After a week of interviews, readings, anxieties, stresses of all sorts — no time to write — I finally can get back a little to some work on Defiance. Having been away, disoriented, without anchor, and coming back, I write the line, “Who will mind my savage goat and pole dog?” and this arrangement of words makes me feel more calm, more relieved, more at home than I have felt in some time. Why? Why does this sentence have such an effect over me? It is because a sentence like that completely embodies in language all of my anxiety and frustration and uncertainty and rage — it is an awkward sentence, strange, off-balance, precarious. Darkly imagined, it seems to break off from the body of the rest of the text it is a part of, to assume an eerie and haunting independence. A splintered, troubling thing. It so captures my emotional state in language that I am no longer so alone, marooned in it: the emotional state is approximated through the physicality of language, mirrored, and as a result becomes company, something present, something palpable…. The language construct is no longer about an emotional state for me, but has become one, and in that way I am no longer utterly isolated in it and without a viable structure. Home is any ordinary, gorgeous sentence that is doing its work.

Home for me is in the syntax, in the syllables. In the syncopations and in the silences. A movement in the mind, the eye, the mouth. Home is the luminous imagination. India haunting me after the Satyatjit Ray retrospective. Home is in Sappho’s fragments, in imagining what was there before the papyrus tore. The imagination providing a foundation, a roof, and windows that let you see forever.

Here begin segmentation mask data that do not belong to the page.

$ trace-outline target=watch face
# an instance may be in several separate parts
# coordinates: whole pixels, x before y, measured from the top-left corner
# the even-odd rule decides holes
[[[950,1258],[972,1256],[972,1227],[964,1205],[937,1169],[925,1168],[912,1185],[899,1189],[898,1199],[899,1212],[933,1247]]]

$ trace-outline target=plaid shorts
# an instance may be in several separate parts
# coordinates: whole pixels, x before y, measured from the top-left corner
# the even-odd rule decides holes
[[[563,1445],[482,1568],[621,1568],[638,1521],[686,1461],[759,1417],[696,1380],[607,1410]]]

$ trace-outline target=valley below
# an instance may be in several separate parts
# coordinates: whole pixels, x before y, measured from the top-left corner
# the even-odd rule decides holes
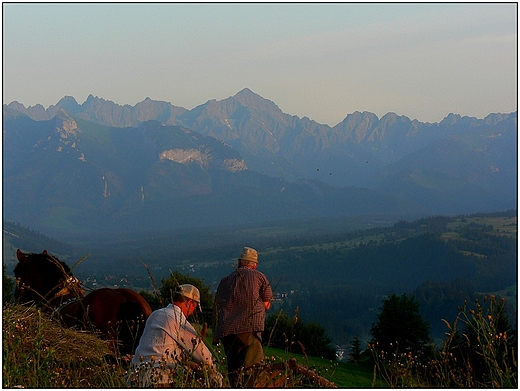
[[[60,238],[61,239],[61,238]],[[433,216],[356,216],[243,224],[135,235],[49,238],[4,221],[8,275],[16,249],[44,249],[73,266],[87,289],[129,287],[153,291],[171,272],[198,277],[214,292],[236,265],[243,246],[259,251],[259,269],[271,281],[271,313],[297,310],[322,325],[337,346],[370,338],[384,298],[417,298],[434,340],[458,306],[495,294],[517,305],[517,212]],[[84,259],[83,259],[84,258]]]

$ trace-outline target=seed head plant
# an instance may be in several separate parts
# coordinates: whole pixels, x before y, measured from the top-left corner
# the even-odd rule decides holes
[[[426,362],[414,352],[384,351],[377,343],[369,348],[374,376],[391,387],[517,388],[516,341],[505,314],[505,300],[485,297],[487,309],[478,301],[459,307],[453,323],[443,319],[447,331],[442,347]]]

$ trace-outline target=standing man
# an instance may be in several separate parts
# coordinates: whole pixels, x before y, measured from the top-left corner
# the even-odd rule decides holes
[[[262,331],[273,292],[267,277],[257,267],[258,252],[244,247],[238,268],[220,281],[215,295],[213,337],[224,345],[231,387],[239,385],[241,368],[251,368],[264,358]],[[241,385],[253,387],[255,379],[252,374]]]
[[[213,363],[204,340],[186,319],[200,309],[200,292],[191,284],[179,286],[172,303],[146,320],[143,335],[128,371],[131,387],[169,387],[183,371],[200,367],[212,381],[222,385],[222,375]]]

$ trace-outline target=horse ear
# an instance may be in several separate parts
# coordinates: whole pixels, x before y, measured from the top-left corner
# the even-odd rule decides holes
[[[21,263],[27,262],[27,256],[20,251],[20,249],[16,250],[16,258],[18,258],[18,261]]]
[[[43,250],[42,254],[47,255],[47,250]]]

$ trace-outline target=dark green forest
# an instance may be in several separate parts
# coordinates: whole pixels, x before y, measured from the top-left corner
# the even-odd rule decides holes
[[[63,244],[4,222],[4,262],[10,274],[17,247],[32,252],[45,248],[69,265],[92,254],[75,274],[87,284],[96,281],[95,287],[150,289],[150,274],[160,281],[171,271],[200,278],[211,290],[248,245],[258,249],[259,270],[277,293],[272,311],[292,316],[297,310],[305,322],[322,325],[335,344],[348,344],[354,337],[366,341],[391,294],[416,297],[437,339],[446,331],[442,318],[453,319],[465,301],[493,293],[505,297],[515,313],[516,210],[376,225],[293,221]]]

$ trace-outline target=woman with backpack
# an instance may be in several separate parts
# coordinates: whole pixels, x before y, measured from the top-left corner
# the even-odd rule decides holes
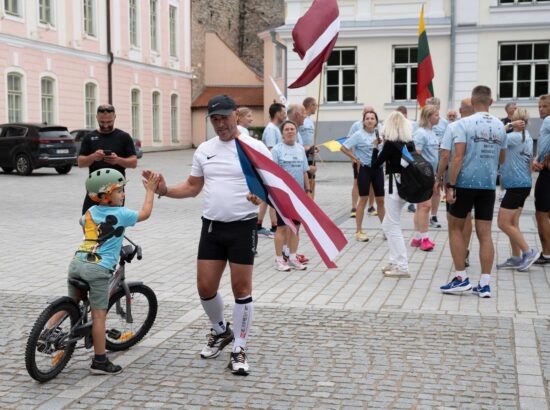
[[[378,115],[374,111],[363,113],[363,128],[349,137],[340,150],[352,159],[357,167],[357,188],[359,200],[357,201],[355,216],[355,240],[367,242],[369,240],[363,232],[363,216],[369,200],[369,190],[373,187],[380,222],[384,220],[384,171],[381,168],[371,168],[374,140],[378,140]]]
[[[388,192],[384,197],[386,215],[382,229],[388,238],[390,263],[382,269],[384,276],[394,278],[409,278],[409,262],[407,248],[401,231],[401,211],[407,201],[399,196],[397,184],[400,180],[402,167],[402,150],[414,152],[411,124],[403,114],[392,112],[384,123],[384,148],[378,151],[378,139],[373,141],[371,168],[376,169],[386,163],[386,174],[389,177]]]
[[[419,127],[413,134],[416,152],[432,165],[434,174],[439,162],[439,140],[433,132],[432,127],[437,123],[439,123],[439,108],[435,105],[426,105],[420,112]],[[433,195],[439,196],[437,186],[434,186],[433,192]],[[439,198],[436,198],[436,200],[439,201]],[[435,247],[435,243],[430,240],[428,234],[431,208],[432,198],[416,206],[414,214],[415,233],[410,242],[412,247],[420,248],[425,252],[429,252]]]

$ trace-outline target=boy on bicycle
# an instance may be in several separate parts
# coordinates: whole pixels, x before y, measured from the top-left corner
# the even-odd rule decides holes
[[[84,242],[69,266],[69,277],[87,282],[92,310],[92,340],[95,356],[91,371],[97,374],[116,374],[122,367],[107,359],[105,354],[105,318],[109,304],[109,281],[116,269],[124,230],[149,218],[159,176],[143,180],[145,201],[137,212],[123,206],[126,179],[117,170],[102,168],[93,171],[86,180],[89,197],[97,204],[80,218]],[[78,300],[79,291],[69,284],[69,296]]]

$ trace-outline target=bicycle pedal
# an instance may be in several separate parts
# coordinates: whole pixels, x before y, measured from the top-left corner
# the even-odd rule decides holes
[[[120,339],[120,336],[122,336],[122,333],[119,330],[116,329],[109,329],[107,330],[107,336],[109,336],[110,339],[118,340]]]

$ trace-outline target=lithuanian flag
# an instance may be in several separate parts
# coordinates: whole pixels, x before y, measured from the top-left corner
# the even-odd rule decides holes
[[[424,6],[420,12],[420,24],[418,25],[418,69],[416,71],[417,92],[416,99],[420,107],[426,105],[426,99],[434,96],[432,79],[434,78],[434,68],[432,57],[430,56],[430,46],[428,45],[428,36],[424,26]]]

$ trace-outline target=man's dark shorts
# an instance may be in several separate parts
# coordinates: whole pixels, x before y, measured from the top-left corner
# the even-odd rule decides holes
[[[357,177],[359,176],[359,171],[357,170],[358,166],[355,162],[352,161],[351,167],[353,168],[353,179],[357,179]]]
[[[384,196],[384,170],[382,167],[372,169],[362,165],[357,175],[357,188],[359,196],[369,196],[370,185],[372,184],[374,196]]]
[[[502,198],[500,207],[512,210],[523,208],[529,194],[531,194],[531,188],[508,188],[504,198]]]
[[[550,170],[543,169],[535,184],[535,210],[550,212]]]
[[[277,215],[277,226],[286,226],[285,221],[283,221],[283,218],[281,218],[279,212],[275,212],[275,214]],[[292,220],[292,222],[294,222],[294,225],[300,226],[300,221]]]
[[[464,219],[474,208],[475,219],[492,221],[495,197],[493,189],[456,188],[456,201],[449,206],[449,213],[455,218]]]
[[[258,218],[218,222],[202,218],[197,259],[253,265]]]

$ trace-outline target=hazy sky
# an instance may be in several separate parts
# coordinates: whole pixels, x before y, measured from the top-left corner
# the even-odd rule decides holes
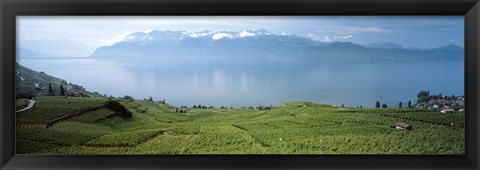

The glowing imagination. The place in the distance, amidst the maelstrom of the blizzard toward which “poets will walk without thinking, as if walking home,” as Tsvetaeva has said. That place, distant, mysterious, ever-fleeting, changing and shifting, but glimmering in the distance.

Home is that drugged, seductive other state — creation not so unlike the dark, sexual descent. Now a house burns on the page. Now I am in flames. This is the aim of my erotic études: to explore those relationships between language and desire, my sacred, twinned notions of home. In this alternate place, this other reality, outside, apart from one’s other life (having moved again, having left, been displaced, been hurt, been diminished and forced to operate in a world so unlike one’s real world). A state so deeply meditative, so deeply sexual, so like music. Home is still the music drifting. My parents whispering. The precious alphabet she taught me. And her lovely body. Home is the bodies of women: safe. And all the songs they sang — and sing.

One afternoon while I am dreaming Defiance, I finally realize, I know, yes, the little girl Bernadette and Fergus, her older brother, will go fishing — that is it — and somehow it all falls into its proper balance: austere, mysterious, impossibly simple and elegant. Yes, that is it. And I am completely elated and then serene. As happy as I have ever been. Who would not choose to live there?

When I write sentences I am at home. When I make shapes. When I do not, I am damned, doomed, homeless; I know this well — restless, roaming; the actual places I’ve lived become unrecognizable, and I, too, monstrous, am unrecognizable to myself. In the gloating, enormous strangeness and solitude of the real world, where I am so often inconsolable, marooned, utterly dizzied — all I need do is to pick up a pen and begin to write — safe in the shelter of the alphabet, and I am taken home. Back into the blinding waves, the topaz light, the fire. Or far off into the enthralling, voluptuous dark.